I promised more information about the awesome writers conference I attended this past weekend. First, let me say that I have been to all six of the LDS Storymaker’s conferences, starting way back in the Little Brown Theater in 2004. There were 42 attendees that year, and it made me feel inspired and excited to write. Every year it has only gotten better and better. This year there were 260-ish attendees (you’d have to ask one of the Storymakers for the exact number, but I know that’s super close), and the quality has only improved every year.
During one of our meetings Friday where the whole group met together (forgive me, I can’t remember which time slot it was), Jeff S. Savage (aka J Scott Savage writer of the terrific YA fantasy adventure series, FarWorld) who was the conference chair this year had us take out the bandanas they had included in out bags with the other materials for the conference. Then he showed a short video on the projection screen (it may have been powerpoint, but it included music). It was all made of headlines about publishing companies going out of business, and others having to cut back. Then he inserted the below video. It’s only six minutes long. Take a look.
Edited to add that the video has apparently been pulled? Anyway, the scene is from a movie called Facing the Giants about a high school football team. One guy told the coach that they wouldn’t win their game that weekend, and the coach had him do a death crawl (walking on hands and feet across the field with another player on his back). They had been doing them in practice for 20 or 30 yards, and the coach asked the kid if he could do 50 yards. He didn’t think he could. The coach pulled out a bandana and wrapped it over the kid’s eyes and told him to do his best. All down the length of the football field he encouraged the player, telling him to keep working, don’t quit. The kid cried out that it hurt, that he couldn’t make it, that his muscles burned, but the coach told him not to stop, to keep pushing.
When he finally gave out, the coach removed the bandana and showed the kid he was in the opposite endzone, he had gone the full 100 yards. then he asked the kid to keep a positive attitude, to encourage the other players, because with his leadership, the team could do far more than they thought.
When the video ended, Jeff told us to hang the bandanas near where we write. On our desks, on the wall, wherever we were. When we get discouraged–because the day will come when things look bleak, when we would think we couldn’t do it anymore, when we would get rejections and it would hurt–to look at the bandana and remember the video. The truth is, if we keep going, keep fighting in an industry that guarantees rejections, difficulties, budget cuts, publishing dates being postponed (if not cancelled outright, which has happened to some authors), then eventually we will succeed even more than we thought possible.
Actually there were several speaker who mentioned this. Julie Wright spoke about how she was rejected from her publisher after putting out a couple of books–something that was a terrible experience for her–but because of that, she was picked up by a bigger publisher. Several of the Storymakers have had that happen.
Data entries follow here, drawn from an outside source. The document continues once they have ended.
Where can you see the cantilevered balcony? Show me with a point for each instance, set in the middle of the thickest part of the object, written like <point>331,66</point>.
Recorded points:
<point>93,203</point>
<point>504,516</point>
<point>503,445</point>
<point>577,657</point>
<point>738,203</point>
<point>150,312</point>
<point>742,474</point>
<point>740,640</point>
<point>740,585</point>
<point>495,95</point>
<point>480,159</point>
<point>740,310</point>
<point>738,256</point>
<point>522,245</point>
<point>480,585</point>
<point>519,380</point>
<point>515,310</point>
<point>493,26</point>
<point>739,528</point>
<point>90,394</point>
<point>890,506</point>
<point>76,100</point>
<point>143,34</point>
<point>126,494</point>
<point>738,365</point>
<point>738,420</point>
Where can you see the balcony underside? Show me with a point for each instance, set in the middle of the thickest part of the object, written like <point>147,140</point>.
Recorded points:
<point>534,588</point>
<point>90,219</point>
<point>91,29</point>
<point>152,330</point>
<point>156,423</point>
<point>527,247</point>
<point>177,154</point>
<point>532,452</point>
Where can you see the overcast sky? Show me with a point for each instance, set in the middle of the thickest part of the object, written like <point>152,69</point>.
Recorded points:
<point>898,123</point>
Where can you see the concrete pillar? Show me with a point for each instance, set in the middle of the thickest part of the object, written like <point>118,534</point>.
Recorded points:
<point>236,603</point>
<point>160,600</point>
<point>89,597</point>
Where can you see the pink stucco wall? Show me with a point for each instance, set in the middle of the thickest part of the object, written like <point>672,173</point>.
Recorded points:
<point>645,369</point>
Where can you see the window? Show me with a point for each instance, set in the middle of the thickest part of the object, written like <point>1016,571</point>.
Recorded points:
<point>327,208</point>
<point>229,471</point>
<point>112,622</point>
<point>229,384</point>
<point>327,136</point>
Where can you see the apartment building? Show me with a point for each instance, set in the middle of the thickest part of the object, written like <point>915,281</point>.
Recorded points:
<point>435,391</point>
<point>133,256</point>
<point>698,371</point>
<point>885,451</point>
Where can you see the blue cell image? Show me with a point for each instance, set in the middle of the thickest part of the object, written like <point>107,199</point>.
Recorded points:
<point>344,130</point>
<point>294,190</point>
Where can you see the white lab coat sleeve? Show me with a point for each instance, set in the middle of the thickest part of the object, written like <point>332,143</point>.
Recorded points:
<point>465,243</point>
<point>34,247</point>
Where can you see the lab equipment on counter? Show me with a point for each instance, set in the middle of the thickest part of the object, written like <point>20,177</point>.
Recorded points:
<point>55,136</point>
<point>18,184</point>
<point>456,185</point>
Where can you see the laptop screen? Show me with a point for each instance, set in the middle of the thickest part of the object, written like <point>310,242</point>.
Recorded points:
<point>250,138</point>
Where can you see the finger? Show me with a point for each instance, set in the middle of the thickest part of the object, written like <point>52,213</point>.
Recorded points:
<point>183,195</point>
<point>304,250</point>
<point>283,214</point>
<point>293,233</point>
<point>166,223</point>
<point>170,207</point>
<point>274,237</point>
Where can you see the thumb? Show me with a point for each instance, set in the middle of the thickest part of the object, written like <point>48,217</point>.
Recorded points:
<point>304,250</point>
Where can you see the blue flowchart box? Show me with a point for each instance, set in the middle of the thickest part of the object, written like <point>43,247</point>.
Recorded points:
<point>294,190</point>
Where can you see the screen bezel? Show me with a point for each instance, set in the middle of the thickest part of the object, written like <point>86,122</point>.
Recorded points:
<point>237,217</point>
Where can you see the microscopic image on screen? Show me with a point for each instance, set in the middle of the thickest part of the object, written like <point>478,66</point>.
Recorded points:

She has now been accepted by a national agent who will be shopping around her latest manuscript–and knowing her, it’s terrific! She urged the people in her class not to listen to those who would tell you that it can’t be done, that it’s not worth the effort. You never know when one rejection or stumbling block night actually turn into the stepping stone you’ve been searching for. Also, never forget that your Heavenly Father wants you to succeed. He knows you can do it, that if you give it all you’ve got, you will get where you want to be. It’s not going to be instant–that’s not how the business works. But with enough effort, you can succeed.
I have lots of other great tidbits to share from the conference, but they’ll have to wait until later.
I’ve been writing on and off for 15 years and now, at last, I’m developing a YA fiction book. Writing is a hobbie and passion of mine, one, like you, that I fit in around the edges of the day.
Thanks for the inspiration.
PS: Something happened to the video, can’t view it now, but I’m going to look for it on YouTube now.
That was one of my favorite parts of the conference. I’m putting up my bandanna ASAP. It was so nice to see you again!
Thanks for the quote on my blog! It was fun meeting you!
Great post! I love that video! 😀 Thanks for posting it!